Dass es der Absicht des Gesetzgebers bei Schaffung der ab dem 1. Juni 1996 geltenden Regelungen nicht entsprochen hatte, auch für Kosten der Heilbehandlungen der zur Behinderung führenden Krankheit des Behinderten pflegebedingte Geldleistungen bei der Berücksichtigung solcher Aufwendungen als außergewöhnliche Belastungen in Abzug zu bringen, hat schließlich auch der Verordnungsgeber klargestellt, wie sich der wiedergegebenen Änderung des Wortlautes des § 4 der Verordnung BGBl. Nr. 303/1996 durch die Verordnung BGBl. II Nr. 91/1998 entnehmen lässt, mit welcher die Kosten der Heilbehandlung ausdrücklich jenen zugeordnet wurden, welche nach § 1 Abs. 3 der Verordnung nicht um eine pflegebedingte Geldleistung zu kürzen sind. Dass diese Klarstellung durch den Verordnungsgeber mit Wirkung erst für spätere Besteuerungsperioden als die hier zu betrachtende erfolgt ist, kann an der Erforderlichkeit des im Beschwerdefall gefundenen Auslegungsergebnisses aus den dargelegten Erwägungen nichts ändern.

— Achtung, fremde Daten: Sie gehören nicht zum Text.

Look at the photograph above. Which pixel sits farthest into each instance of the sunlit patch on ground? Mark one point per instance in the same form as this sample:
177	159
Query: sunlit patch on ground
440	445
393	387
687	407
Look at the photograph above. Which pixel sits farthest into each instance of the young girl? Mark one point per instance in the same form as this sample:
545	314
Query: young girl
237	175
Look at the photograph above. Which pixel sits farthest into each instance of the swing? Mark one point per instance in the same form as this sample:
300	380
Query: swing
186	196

Da die belangte Behörde die Rechtslage in der aufgezeigten Weise somit verkannt hat, war der angefochtene Bescheid gemäß § 42 Abs. 2 Z. 1 VwGG aufzuheben, womit sich ein Eingehen auf die Verfahrensrüge erübrigt.

Die Entscheidung über den Aufwandersatz gründet sich auf die §§ 47 ff VwGG in Verbindung mit der Verordnung des Bundeskanzlers BGBl. II Nr. 333/2003.